Hello! Racist?

Thanks for the encouragement, comments and support. A couple of questions came in these past few days:

“KJ, what do Chinese do when it rains?” – Brian, South Africa

Great question Brian. They get wet!  (will answer this question in another blog)

“Just wondering KJ, do you often encounter racism in your daily life here in China?”  – Tom, Canada

Another really interesting question. Thanks Mike. This leads to today’s topic:

img_6796.jpg

The picture above was taken by a friend in an lift across town. The elevator accesses a gym frequented by many Guangzhou-based foreigners. Curious, my friend scanned the QR code attached to the sticker and found a link to a dubious website. No one seems to know who put the sticker there but judging by the site’s content, it was mostly likely an expat.

I’m not going to provide a link to the site. Why?  Because it’s a site that purportedly supports expat rights but seems as much a vehicle for hate-speech as anything else. Let’s not mention the frequent spelling mistakes in the site’s blog posts (shock horror!). It should be easy enough to find if you’re really interested.

Flimsy journalism backed with dodgy statistics – yuck. A sample size of ten does not “maketh” an accurate result!  The message boards are worse. Swear words, some I’ve never heard before, describing people of both Asian and European descent. I guess this partly helps answer Tom’s question. People are free to rant and rave under the cloak of anonymity and often true feelings come to the surface. People complain about being “helloed” everywhere they go here. Some Chinese get annoyed about being “Ni haoed” too, especially those with advanced levels of English. Africans appear by far to get the worst treatment.

I’ve noticed a degree of unintentional racism here. China is still so homogenous, so completely Chinese, that your brown / blond / red hair and white / dark skin will make you stand out. The locals are simply not yet used to foreigners. My daughters get a lot of attention from people, most of it admiring and very kind. Their eyes, skin, hairstyles (and inevitable shyness from the attention) get remarked upon. “Can they speak Chinese?”  “How about English?”  “Can they speak at all?”

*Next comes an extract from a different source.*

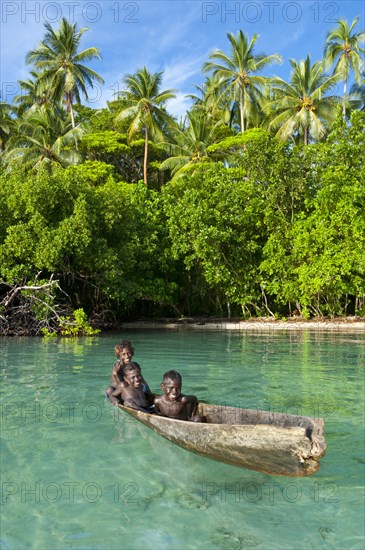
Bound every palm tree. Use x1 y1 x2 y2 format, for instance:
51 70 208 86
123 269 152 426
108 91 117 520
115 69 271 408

People point at my nose. One little boy took his fingers and tried to stretch his mini-snout, hoping to equal mine in size. No show on that score buddy. I’ve been called a few rotten names over the years (it’s funny how one remembers the insults) but I think people are generally pretty nice to me. The loud “helloooooos!” and mocking of my Chinese used to grate. Then I discovered meditation. Thanks Headspace. I might have said one or two naughty things to one or two Chinese people here too… some time ago. None of us are robots.

So Tom, is there racism here in China?  Yes – lots of it. But I think we’re all guilty of it at some level or another.